In 2021, data from S&P Global Market Intelligence show that Intel earned just under $20 billion in generally accepted accounting principles (GAAP) net profit. In 2022, that profit got cut in half. Over the last 12 months, Intel lost $1.6 billion.
Mizuho, however, argues essentially that this time will be different. Predicting great things for three core semiconductor products for data centers that Intel aims to introduce next year, Mizuho thinks both sales and profits will rebound next year (to $63.8 billion and $2.01 per share in non-GAAP earnings, respectively), and then grow even more in 2025.
Should you buy Intel?
Investors betting on Intel today are betting that Mizuho is right about Intel's turnaround.

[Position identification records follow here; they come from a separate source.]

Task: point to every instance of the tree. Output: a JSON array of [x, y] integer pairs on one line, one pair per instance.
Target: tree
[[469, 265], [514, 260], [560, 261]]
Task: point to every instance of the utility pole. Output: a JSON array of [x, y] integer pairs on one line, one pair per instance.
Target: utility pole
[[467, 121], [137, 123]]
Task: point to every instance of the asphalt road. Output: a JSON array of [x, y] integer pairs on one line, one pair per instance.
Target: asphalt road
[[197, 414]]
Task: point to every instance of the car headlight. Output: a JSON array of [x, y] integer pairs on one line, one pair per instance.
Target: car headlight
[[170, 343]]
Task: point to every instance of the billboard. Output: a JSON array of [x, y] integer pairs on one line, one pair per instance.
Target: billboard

But here's what they may not have noticed: Deep within the numbers of Mizuho's forecast is further bad news for Intel stock.
The $2.01 per share in 2024 "profit" that Mizuho is projecting are non-GAAP. The banker actually doesn't make any prediction that Intel will earn any profit in the way GAAP define the term. What's more, in terms of free cash flow, Mizuho forecasts the Intel will burn through $6.3 billion in cash in 2024 -- and burn $5.2 billion more in 2025 as well!
Call me a skeptic, but I just can't see my way to paying $170 billion or more for a company that's burning $6 billion and $5 billion in cash a year, just because Mizuho thinks the picture might improve as time goes along. Intel stock, to me, remains a sell.